あなたが推奨するもの、またはフォーム検証の推奨事項を含む参照へのリンクを教えてください。
編集:検証を行う方法に関するチュートリアルを探しているのではなく、検証する対象に関する推奨事項を探しているだけです。たとえば、名前と日付用のテキストボックス、大きなコメント用のテキストエリアなどがあります。基本的な検証はすべて完了し、うまく機能しています。私の今の主な関心事は、SQL インジェクションを防ぐことだと思います。これについては、正規表現の検証を検討します。ありがとうございました。
読んでくれてありがとう。
フロントエンドはあまり重要ではなく、バックエンドのデータ アクセス戦略です。
では、データ アクセスはどのように行っていますか? パラメータ化されたクエリまたは ORM (Entity Framework) を使用していて、インライン sql を使用していない場合、問題はありません。データベース ドライバが適切なエスケープを行います。

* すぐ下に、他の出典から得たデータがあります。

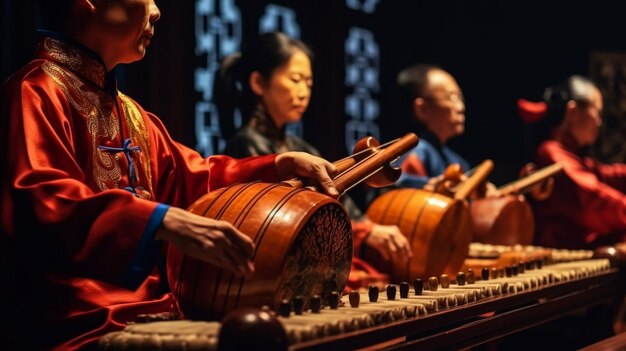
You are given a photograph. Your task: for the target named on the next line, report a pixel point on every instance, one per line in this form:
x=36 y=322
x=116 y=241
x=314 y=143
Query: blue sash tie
x=132 y=175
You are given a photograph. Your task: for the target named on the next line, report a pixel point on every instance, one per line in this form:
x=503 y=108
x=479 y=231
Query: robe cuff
x=146 y=254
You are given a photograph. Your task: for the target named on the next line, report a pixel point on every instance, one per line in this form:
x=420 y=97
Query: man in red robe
x=92 y=184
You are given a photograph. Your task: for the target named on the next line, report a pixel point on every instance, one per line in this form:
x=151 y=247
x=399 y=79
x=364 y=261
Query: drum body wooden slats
x=438 y=228
x=303 y=247
x=506 y=220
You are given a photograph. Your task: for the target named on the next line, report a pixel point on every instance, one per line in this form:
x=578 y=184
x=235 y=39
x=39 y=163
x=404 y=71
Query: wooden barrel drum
x=312 y=258
x=303 y=240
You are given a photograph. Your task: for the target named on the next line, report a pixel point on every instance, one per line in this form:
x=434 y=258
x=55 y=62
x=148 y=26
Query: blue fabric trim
x=147 y=251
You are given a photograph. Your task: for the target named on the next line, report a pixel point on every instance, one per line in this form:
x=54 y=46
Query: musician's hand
x=210 y=240
x=491 y=190
x=294 y=164
x=389 y=241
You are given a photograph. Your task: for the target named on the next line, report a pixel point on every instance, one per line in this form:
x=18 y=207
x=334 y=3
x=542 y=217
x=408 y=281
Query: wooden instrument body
x=303 y=247
x=504 y=220
x=438 y=228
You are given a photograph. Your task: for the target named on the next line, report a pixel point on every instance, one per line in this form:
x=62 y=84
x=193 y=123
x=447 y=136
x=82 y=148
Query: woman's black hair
x=232 y=89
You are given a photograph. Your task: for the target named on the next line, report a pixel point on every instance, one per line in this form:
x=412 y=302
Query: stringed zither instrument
x=303 y=238
x=507 y=219
x=438 y=227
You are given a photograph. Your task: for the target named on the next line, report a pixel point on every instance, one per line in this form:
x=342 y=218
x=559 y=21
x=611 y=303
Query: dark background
x=499 y=51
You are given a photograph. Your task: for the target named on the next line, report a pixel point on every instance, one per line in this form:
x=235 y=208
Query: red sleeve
x=46 y=198
x=581 y=196
x=183 y=175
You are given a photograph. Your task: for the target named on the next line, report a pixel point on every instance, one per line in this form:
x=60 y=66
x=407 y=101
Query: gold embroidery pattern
x=72 y=58
x=139 y=135
x=97 y=110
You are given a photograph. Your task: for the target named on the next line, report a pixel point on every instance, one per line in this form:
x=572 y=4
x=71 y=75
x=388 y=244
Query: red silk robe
x=587 y=207
x=78 y=253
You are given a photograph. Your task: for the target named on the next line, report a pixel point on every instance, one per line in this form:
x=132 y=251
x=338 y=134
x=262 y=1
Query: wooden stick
x=526 y=183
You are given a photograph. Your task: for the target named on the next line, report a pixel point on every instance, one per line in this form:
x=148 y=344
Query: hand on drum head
x=209 y=240
x=301 y=164
x=389 y=241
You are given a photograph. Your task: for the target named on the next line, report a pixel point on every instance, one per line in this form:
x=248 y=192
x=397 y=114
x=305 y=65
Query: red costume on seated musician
x=93 y=185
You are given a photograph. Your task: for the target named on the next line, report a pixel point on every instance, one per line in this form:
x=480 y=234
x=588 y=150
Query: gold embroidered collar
x=75 y=57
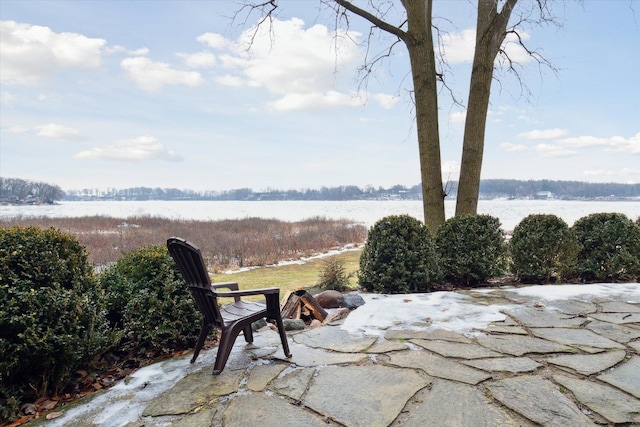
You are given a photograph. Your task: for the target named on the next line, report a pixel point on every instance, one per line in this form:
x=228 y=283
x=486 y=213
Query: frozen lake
x=510 y=212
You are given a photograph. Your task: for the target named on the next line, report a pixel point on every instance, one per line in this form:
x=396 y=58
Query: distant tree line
x=13 y=190
x=22 y=191
x=489 y=189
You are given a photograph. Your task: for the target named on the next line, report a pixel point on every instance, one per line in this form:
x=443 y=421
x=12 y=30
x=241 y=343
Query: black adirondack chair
x=231 y=319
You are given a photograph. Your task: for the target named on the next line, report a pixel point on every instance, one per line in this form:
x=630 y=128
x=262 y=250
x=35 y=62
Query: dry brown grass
x=225 y=244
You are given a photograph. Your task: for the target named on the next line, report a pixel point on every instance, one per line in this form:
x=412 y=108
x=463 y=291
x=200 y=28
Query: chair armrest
x=249 y=292
x=229 y=285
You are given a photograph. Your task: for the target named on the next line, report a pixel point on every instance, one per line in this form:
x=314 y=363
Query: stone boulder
x=329 y=299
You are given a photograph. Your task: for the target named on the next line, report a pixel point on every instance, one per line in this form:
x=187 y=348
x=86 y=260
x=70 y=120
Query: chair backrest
x=190 y=263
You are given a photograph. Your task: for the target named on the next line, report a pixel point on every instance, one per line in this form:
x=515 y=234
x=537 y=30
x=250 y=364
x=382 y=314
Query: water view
x=510 y=212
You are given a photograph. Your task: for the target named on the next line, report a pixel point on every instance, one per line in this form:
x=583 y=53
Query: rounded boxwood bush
x=610 y=247
x=51 y=312
x=471 y=248
x=149 y=302
x=398 y=257
x=543 y=248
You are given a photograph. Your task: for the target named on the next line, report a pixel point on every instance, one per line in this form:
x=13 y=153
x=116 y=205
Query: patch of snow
x=580 y=292
x=437 y=310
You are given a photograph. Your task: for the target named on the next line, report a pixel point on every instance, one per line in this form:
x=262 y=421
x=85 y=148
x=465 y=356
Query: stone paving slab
x=560 y=363
x=539 y=400
x=619 y=333
x=451 y=404
x=457 y=350
x=438 y=366
x=625 y=376
x=612 y=404
x=589 y=364
x=368 y=396
x=618 y=318
x=335 y=339
x=258 y=410
x=516 y=345
x=505 y=364
x=538 y=318
x=575 y=337
x=431 y=334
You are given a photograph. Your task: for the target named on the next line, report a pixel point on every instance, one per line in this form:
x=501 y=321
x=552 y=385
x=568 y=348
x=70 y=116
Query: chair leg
x=227 y=340
x=248 y=334
x=283 y=336
x=204 y=332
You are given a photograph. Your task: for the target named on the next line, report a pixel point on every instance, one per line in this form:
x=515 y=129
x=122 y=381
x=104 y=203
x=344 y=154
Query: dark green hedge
x=51 y=312
x=398 y=257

他のシステムが保存されたデータを使用し、インライン SQL (パラメーター化されていないクエリ) を実行する可能性がある場合は、コードを正規表現して、1. 数字は数字であることを意味します 2. テキストは英数字のみです 3.ストアド プロシージャを使用する場合は、ストアド プロシージャ内のコードが sp_executesql によるインジェクションに対して脆弱でないことを確認する必要があります。サーバー側で動的 SQL がどうしても必要な場合は注意してください。sp_executesql は、すべての文字列を連結するのではなく、パラメーター化されたクエリをサポートします。
ここで言及する必要があると思うので、補足として、www.whatever.com/order/1 のようなシナリオは、一般に、QUERIES が現在のユーザーのアクセスを適切に制限していないパラメーターの改ざん (SQL インジェクションではない) に対して脆弱であることに注意してください。そのため、通常はクエリを見直して、ユーザーが要求しているものにアクセスできることを確認してください。OrderId=@orderId where CustomerId=@customerId の Order から ShipDate を選択します。customerId はサーバー側にのみ保存され、セキュリティ/プロファイル システムの一部です。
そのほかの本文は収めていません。